The Securities and Exchange Commission (SEC) has penalized BlockFi US$100 million after it failed to register high-yield interest accounts as securities.

BlockFi Pays SEC

On Monday, the SEC has fined BlockFi over its product called BlockFi Interest Accounts (BIAs). Launched in 2019, it lets people lend their crypto assets to the platform in exchange for monthly interest pays of up to 9.5%. The SEC deems such high-yield accounts as securities, saying BlockFi failed to register them as such under the Investment Company Act of 1940. This act regulates investment funds and was updated by the Dodd-Frank Act of 2010. The 1940 Act is the primary source of regulation for mutual funds and closed-end funds. It also affects other entities such as hedge funds and private equity funds.

SEC Chair Gary Gensler:

Today’s settlement makes clear that crypto markets must comply with time-tested securities laws, such as the Securities Act of 1933 and the Investment Company Act of 1940. It further demonstrates the Commission’s willingness to work with crypto platforms to determine how they can come into compliance with those laws.

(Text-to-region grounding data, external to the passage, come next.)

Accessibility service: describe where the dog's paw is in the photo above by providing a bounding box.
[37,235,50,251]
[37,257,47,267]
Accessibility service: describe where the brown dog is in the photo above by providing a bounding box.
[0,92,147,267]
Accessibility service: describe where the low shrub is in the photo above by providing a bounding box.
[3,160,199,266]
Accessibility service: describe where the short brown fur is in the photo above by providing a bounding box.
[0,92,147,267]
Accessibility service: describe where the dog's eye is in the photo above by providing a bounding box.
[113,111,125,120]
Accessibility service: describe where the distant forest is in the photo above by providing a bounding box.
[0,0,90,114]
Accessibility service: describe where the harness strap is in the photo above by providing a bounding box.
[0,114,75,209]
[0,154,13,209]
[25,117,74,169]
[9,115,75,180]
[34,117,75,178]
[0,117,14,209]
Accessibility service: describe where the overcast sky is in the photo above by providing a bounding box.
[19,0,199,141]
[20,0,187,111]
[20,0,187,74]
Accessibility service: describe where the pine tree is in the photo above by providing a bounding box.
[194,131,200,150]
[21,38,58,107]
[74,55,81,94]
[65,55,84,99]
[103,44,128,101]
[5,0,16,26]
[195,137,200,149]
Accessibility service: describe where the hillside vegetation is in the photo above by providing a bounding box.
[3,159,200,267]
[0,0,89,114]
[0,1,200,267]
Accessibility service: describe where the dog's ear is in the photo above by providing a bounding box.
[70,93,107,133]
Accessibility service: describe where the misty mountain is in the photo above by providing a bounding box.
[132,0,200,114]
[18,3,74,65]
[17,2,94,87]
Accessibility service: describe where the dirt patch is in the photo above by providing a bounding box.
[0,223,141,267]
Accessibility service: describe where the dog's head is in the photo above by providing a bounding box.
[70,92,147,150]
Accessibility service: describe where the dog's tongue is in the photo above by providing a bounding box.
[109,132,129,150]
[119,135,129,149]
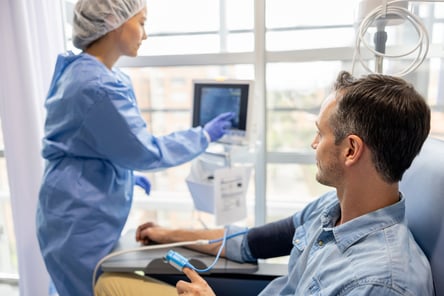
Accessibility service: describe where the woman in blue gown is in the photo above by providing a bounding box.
[36,1,233,295]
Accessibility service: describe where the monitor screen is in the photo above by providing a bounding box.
[192,79,253,145]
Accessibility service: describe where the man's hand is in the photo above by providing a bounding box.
[135,222,171,245]
[176,268,216,296]
[135,221,226,255]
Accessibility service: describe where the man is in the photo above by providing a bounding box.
[96,71,433,295]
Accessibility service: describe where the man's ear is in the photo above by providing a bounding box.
[344,135,364,166]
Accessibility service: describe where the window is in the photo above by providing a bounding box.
[60,0,444,230]
[0,119,16,279]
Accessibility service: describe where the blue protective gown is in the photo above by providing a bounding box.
[36,52,209,296]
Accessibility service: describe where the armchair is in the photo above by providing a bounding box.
[401,137,444,296]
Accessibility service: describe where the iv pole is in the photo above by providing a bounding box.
[374,20,388,73]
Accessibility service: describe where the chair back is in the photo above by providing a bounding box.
[400,137,444,296]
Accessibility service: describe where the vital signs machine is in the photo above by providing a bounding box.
[186,79,255,225]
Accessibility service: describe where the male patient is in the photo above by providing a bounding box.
[95,71,434,295]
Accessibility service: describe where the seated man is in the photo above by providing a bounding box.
[95,71,434,296]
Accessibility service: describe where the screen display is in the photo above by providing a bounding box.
[192,82,249,131]
[199,86,242,128]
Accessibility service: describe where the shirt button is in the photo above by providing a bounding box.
[318,240,324,246]
[294,239,300,244]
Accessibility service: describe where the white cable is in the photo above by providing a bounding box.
[353,0,429,76]
[92,239,210,295]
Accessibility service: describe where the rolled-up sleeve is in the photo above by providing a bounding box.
[224,225,255,263]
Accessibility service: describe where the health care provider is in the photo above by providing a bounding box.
[36,1,233,295]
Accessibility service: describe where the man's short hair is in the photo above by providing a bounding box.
[330,71,431,183]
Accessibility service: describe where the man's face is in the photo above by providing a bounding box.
[311,92,344,187]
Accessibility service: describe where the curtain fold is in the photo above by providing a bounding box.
[0,0,65,295]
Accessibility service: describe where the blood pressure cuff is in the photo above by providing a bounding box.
[247,216,295,259]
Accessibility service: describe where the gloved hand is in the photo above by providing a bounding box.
[134,175,151,195]
[203,112,235,142]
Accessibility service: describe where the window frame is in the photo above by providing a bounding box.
[64,0,444,226]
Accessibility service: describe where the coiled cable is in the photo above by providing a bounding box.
[353,0,429,76]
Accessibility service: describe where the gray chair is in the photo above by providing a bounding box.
[400,137,444,296]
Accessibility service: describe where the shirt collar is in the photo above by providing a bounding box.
[320,194,406,253]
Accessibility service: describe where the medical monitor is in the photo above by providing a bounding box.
[192,79,254,145]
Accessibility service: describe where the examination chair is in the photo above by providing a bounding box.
[400,137,444,296]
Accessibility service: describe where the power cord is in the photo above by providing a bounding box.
[92,240,209,294]
[163,229,228,273]
[163,229,249,273]
[353,0,429,76]
[92,229,248,293]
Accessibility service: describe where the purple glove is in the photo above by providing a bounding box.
[134,175,151,195]
[203,112,234,142]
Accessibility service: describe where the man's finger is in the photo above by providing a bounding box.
[176,279,189,293]
[182,267,204,283]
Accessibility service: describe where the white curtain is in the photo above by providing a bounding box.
[0,0,65,295]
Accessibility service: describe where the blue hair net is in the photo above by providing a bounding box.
[72,0,146,50]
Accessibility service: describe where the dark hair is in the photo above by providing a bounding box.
[330,71,431,183]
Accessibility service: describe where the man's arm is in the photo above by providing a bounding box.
[135,216,295,260]
[247,216,295,259]
[136,222,226,256]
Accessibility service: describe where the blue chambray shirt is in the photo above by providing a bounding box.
[226,191,434,295]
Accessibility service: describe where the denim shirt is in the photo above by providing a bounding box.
[226,191,434,296]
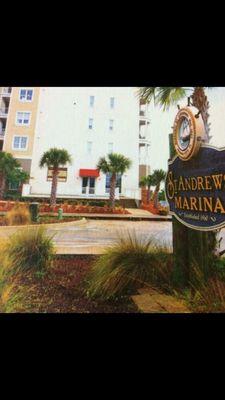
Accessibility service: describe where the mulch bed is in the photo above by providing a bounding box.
[0,201,130,215]
[11,256,138,313]
[40,204,130,214]
[141,201,169,216]
[141,202,159,215]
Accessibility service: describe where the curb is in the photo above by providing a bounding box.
[0,217,88,231]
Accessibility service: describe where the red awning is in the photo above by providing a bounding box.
[79,169,100,177]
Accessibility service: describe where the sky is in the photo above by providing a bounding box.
[148,87,225,172]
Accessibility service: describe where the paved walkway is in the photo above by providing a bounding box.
[0,219,173,254]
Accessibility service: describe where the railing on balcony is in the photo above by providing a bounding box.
[0,128,5,137]
[139,136,150,144]
[0,108,9,117]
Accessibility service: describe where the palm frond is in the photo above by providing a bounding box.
[152,169,166,184]
[139,175,154,187]
[96,157,110,174]
[155,87,187,110]
[138,87,157,104]
[139,87,190,110]
[39,148,72,168]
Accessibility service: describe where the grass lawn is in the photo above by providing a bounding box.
[0,255,138,313]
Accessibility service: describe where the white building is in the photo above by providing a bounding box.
[2,87,151,200]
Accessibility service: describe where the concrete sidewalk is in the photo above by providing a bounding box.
[38,208,171,221]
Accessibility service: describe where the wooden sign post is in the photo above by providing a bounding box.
[167,106,221,287]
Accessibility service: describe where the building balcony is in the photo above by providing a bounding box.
[0,108,9,118]
[139,137,150,146]
[139,114,150,123]
[1,87,12,97]
[139,157,151,165]
[0,128,5,138]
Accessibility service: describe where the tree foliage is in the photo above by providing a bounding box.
[39,148,72,206]
[39,148,72,169]
[97,153,131,208]
[97,153,131,175]
[0,152,29,196]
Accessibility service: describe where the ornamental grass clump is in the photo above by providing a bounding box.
[6,203,31,226]
[86,231,172,301]
[187,259,225,312]
[6,226,55,275]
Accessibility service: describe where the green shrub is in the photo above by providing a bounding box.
[0,283,27,313]
[183,256,225,312]
[0,240,10,286]
[6,203,31,226]
[186,261,225,312]
[88,201,106,207]
[4,192,22,201]
[85,232,172,301]
[6,226,55,275]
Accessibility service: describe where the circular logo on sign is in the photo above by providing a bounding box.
[173,106,205,161]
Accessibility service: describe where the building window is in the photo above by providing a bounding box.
[12,136,28,150]
[16,112,31,126]
[88,118,93,129]
[47,168,67,182]
[108,143,113,153]
[110,97,115,109]
[109,119,114,131]
[19,89,33,102]
[105,173,122,194]
[87,141,92,154]
[90,96,95,107]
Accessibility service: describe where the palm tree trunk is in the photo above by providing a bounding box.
[0,174,6,200]
[109,173,116,208]
[147,185,151,204]
[50,169,58,206]
[153,184,160,208]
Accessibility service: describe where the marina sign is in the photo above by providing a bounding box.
[165,145,225,231]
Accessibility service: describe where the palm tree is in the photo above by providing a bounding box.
[139,87,212,142]
[151,169,166,208]
[97,153,132,208]
[139,174,154,204]
[0,152,28,199]
[39,148,72,206]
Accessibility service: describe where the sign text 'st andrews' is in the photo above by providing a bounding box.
[165,145,225,231]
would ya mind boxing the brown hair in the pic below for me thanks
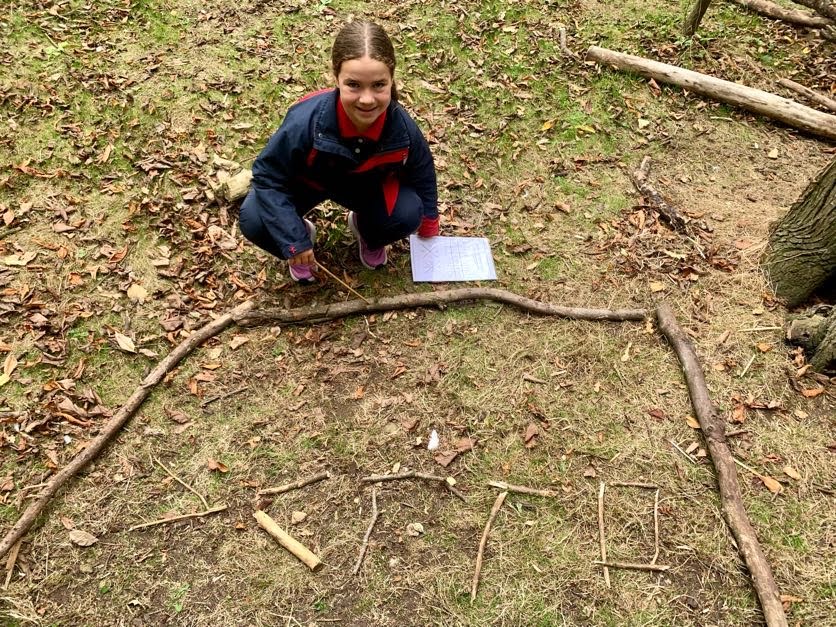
[332,21,398,100]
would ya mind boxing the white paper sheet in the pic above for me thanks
[409,234,497,283]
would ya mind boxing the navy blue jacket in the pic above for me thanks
[246,89,438,259]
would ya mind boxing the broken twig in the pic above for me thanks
[652,489,661,565]
[0,300,255,560]
[610,481,658,489]
[258,471,331,497]
[630,156,688,232]
[593,560,670,572]
[487,480,556,497]
[200,384,249,408]
[129,505,228,531]
[361,471,466,502]
[471,491,507,601]
[352,488,380,575]
[3,538,22,589]
[598,482,610,587]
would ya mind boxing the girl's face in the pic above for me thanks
[336,55,392,132]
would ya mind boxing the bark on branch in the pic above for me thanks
[791,0,836,20]
[732,0,833,27]
[656,303,788,627]
[586,46,836,140]
[630,156,688,232]
[235,288,648,326]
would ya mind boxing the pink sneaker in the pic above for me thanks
[288,219,317,284]
[348,212,387,269]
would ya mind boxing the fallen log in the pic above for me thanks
[732,0,833,27]
[221,168,252,202]
[586,45,836,141]
[791,0,836,20]
[656,303,788,627]
[778,78,836,114]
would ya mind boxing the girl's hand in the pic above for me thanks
[289,249,317,270]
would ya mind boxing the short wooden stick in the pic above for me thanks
[3,538,22,589]
[471,491,507,601]
[593,560,670,572]
[361,471,466,502]
[254,510,323,572]
[598,482,610,587]
[652,489,661,565]
[610,481,659,490]
[352,488,380,575]
[129,505,228,531]
[258,471,331,496]
[487,480,556,497]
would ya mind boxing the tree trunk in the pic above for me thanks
[786,306,836,371]
[684,0,714,36]
[791,0,836,20]
[763,158,836,308]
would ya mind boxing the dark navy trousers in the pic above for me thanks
[239,182,423,260]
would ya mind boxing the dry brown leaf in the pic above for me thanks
[755,342,773,353]
[206,458,229,473]
[69,529,99,547]
[685,415,700,429]
[114,332,136,353]
[523,423,539,448]
[800,387,825,398]
[229,335,249,350]
[3,352,18,376]
[783,466,801,481]
[731,405,746,423]
[433,451,458,467]
[455,437,476,453]
[0,475,13,492]
[649,281,666,293]
[126,283,147,303]
[583,464,597,478]
[759,474,783,494]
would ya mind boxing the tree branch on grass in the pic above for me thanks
[732,0,833,28]
[656,303,788,627]
[0,300,255,561]
[471,491,507,601]
[630,156,688,233]
[586,46,836,140]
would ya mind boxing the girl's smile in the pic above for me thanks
[336,56,393,132]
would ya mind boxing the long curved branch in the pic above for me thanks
[656,304,787,627]
[235,288,648,326]
[0,301,255,560]
[0,292,643,560]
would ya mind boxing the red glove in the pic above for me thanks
[417,216,439,238]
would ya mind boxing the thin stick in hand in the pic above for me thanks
[353,488,380,575]
[598,482,610,588]
[471,491,507,602]
[315,262,369,303]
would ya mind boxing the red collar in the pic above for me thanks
[337,97,387,141]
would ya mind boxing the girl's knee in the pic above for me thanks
[238,195,263,242]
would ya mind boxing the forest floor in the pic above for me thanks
[1,0,834,625]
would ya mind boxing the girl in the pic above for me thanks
[239,21,440,284]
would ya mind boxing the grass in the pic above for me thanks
[2,0,835,625]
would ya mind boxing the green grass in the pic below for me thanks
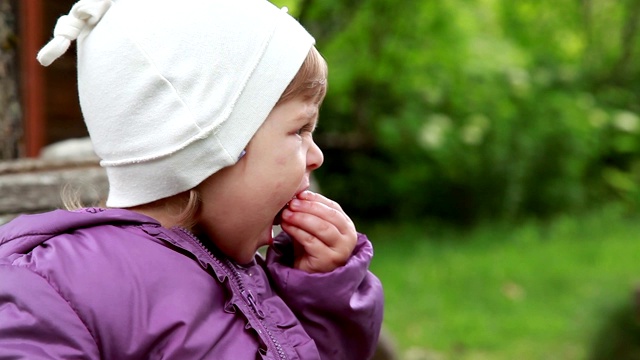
[363,205,640,360]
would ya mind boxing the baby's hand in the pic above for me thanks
[280,191,357,273]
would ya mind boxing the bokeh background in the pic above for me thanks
[272,1,640,359]
[276,0,640,225]
[3,0,640,359]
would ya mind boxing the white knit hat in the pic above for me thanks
[37,0,314,207]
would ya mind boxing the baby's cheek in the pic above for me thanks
[275,154,289,166]
[273,146,301,167]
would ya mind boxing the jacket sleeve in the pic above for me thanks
[0,263,99,359]
[265,232,384,360]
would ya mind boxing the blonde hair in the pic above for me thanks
[278,46,328,105]
[61,182,106,210]
[138,189,201,229]
[64,47,327,230]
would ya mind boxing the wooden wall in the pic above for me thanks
[41,0,88,146]
[17,0,88,155]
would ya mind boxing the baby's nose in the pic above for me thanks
[307,141,324,170]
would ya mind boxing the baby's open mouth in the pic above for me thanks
[273,201,291,226]
[273,206,286,226]
[273,193,301,225]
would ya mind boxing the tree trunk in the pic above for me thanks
[0,0,22,160]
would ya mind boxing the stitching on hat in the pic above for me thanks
[99,31,206,167]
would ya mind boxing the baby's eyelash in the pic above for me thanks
[297,123,316,135]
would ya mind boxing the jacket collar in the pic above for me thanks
[0,208,159,257]
[0,207,250,284]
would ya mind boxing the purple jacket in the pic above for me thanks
[0,208,383,359]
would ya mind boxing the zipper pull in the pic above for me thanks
[247,290,266,319]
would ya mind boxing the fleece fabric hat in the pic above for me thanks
[37,0,315,207]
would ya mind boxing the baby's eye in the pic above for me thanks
[296,123,315,135]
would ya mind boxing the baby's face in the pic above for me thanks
[195,95,324,263]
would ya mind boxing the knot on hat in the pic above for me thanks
[37,0,112,67]
[53,15,86,40]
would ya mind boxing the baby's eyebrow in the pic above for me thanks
[291,113,318,133]
[294,105,319,123]
[293,116,318,132]
[306,106,319,120]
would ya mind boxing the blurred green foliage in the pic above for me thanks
[275,0,640,223]
[363,205,640,359]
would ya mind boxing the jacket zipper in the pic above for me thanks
[177,228,288,360]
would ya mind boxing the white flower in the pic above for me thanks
[613,111,639,133]
[419,114,452,149]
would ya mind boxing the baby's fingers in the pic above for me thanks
[281,192,358,273]
[292,191,354,236]
[281,207,342,248]
[280,221,350,273]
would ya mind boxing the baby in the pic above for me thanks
[0,0,384,359]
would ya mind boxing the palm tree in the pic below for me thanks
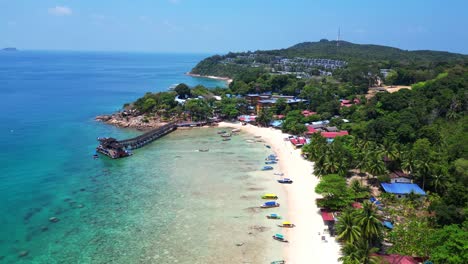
[356,201,382,245]
[336,210,361,244]
[338,239,380,264]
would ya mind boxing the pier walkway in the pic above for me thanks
[97,121,214,158]
[118,122,178,150]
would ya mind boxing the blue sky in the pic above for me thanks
[1,0,467,54]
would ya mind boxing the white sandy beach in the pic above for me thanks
[219,122,341,264]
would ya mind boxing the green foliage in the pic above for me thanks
[388,217,435,257]
[315,174,352,210]
[281,110,307,134]
[429,223,468,264]
[174,83,191,98]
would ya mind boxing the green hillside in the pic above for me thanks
[190,39,468,79]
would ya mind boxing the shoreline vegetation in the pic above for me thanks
[97,40,467,263]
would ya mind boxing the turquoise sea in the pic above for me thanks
[0,52,287,263]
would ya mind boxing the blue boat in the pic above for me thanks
[265,145,271,148]
[266,154,278,161]
[261,166,274,171]
[261,201,280,208]
[277,178,293,184]
[272,233,288,242]
[265,160,277,165]
[266,213,282,219]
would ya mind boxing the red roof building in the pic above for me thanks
[306,125,318,135]
[321,131,349,138]
[320,210,335,222]
[302,110,317,117]
[352,202,363,209]
[376,254,418,264]
[290,137,307,147]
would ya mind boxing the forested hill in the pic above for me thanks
[190,39,468,78]
[280,40,467,62]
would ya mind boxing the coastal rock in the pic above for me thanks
[49,217,60,223]
[18,251,29,257]
[96,112,169,130]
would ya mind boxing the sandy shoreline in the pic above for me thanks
[219,122,341,264]
[186,72,233,85]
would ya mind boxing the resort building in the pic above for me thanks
[380,183,426,199]
[389,171,412,184]
[244,93,307,114]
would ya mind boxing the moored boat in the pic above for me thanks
[265,160,277,165]
[220,133,231,138]
[222,138,231,141]
[274,172,284,176]
[271,261,286,264]
[266,213,282,219]
[261,193,278,199]
[217,130,227,134]
[232,128,241,132]
[277,221,295,228]
[198,149,209,152]
[261,201,280,208]
[261,166,274,171]
[277,178,293,184]
[272,233,288,242]
[265,145,271,148]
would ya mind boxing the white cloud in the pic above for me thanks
[48,6,72,16]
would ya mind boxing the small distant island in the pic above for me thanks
[2,47,18,52]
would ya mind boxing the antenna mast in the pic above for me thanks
[337,27,341,47]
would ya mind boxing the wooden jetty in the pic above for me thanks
[96,122,178,159]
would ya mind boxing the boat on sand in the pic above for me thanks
[272,233,288,242]
[261,201,280,208]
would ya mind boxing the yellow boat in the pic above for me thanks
[261,193,278,199]
[277,221,295,228]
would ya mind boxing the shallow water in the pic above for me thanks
[0,52,287,263]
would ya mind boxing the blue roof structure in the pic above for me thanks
[381,183,426,195]
[383,221,394,229]
[270,120,283,127]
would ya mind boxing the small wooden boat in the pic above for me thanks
[220,133,231,138]
[254,136,261,138]
[265,145,271,148]
[261,201,280,208]
[222,138,231,141]
[265,161,277,165]
[217,130,227,134]
[198,149,209,152]
[274,173,284,176]
[246,139,255,143]
[277,221,295,228]
[261,166,274,171]
[266,214,281,219]
[277,178,293,184]
[232,128,241,132]
[266,154,278,161]
[93,154,99,159]
[261,193,278,199]
[271,261,286,264]
[272,233,288,242]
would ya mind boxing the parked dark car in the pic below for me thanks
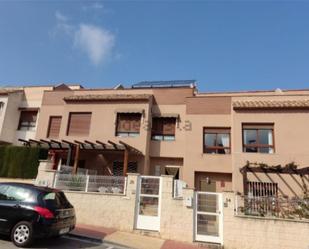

BlockFi agreed to a US$50 million settlement and will stop offers and sales of BlockFi Interest Accounts. It will work to comply with the 1940 Act within 60 days. BlockFi’s parent company said it will register a new lending product under the Securities Act of 1933. BlockFi will pay an additional US$50 million in fines to 32 states to settle similar charges.

Crypto Lending

In 2021, cryptocurrency exchange Coinbase had planned to launch its own lending program called Coinbase Lend. It would pay 4% APY to customers who keep USD Coin (USDC) on the platform. The SEC threatened to sue Coinbase if it launched Lend, and the exchange canceled its plan.

Coinbase’s Lend program doesn’t qualify as a security — or to use more specific legal terms, it’s not an investment contract or a note. Customers won’t be “investing” in the program, but rather lending the USDC they hold on Coinbase’s platform in connection with their existing relationship. And although Lend customers will earn interest from their participation in the program, we have an obligation to pay this interest regardless of Coinbase’s broader business activities.

According to Coinbase, the SEC considered Lend to involve securities but reportedly didn’t tell them why. Instead of the 1940 Act, Coinbase said the SEC examined the program through Supreme Court cases Howey and Reves, both of which became “tests” for securities.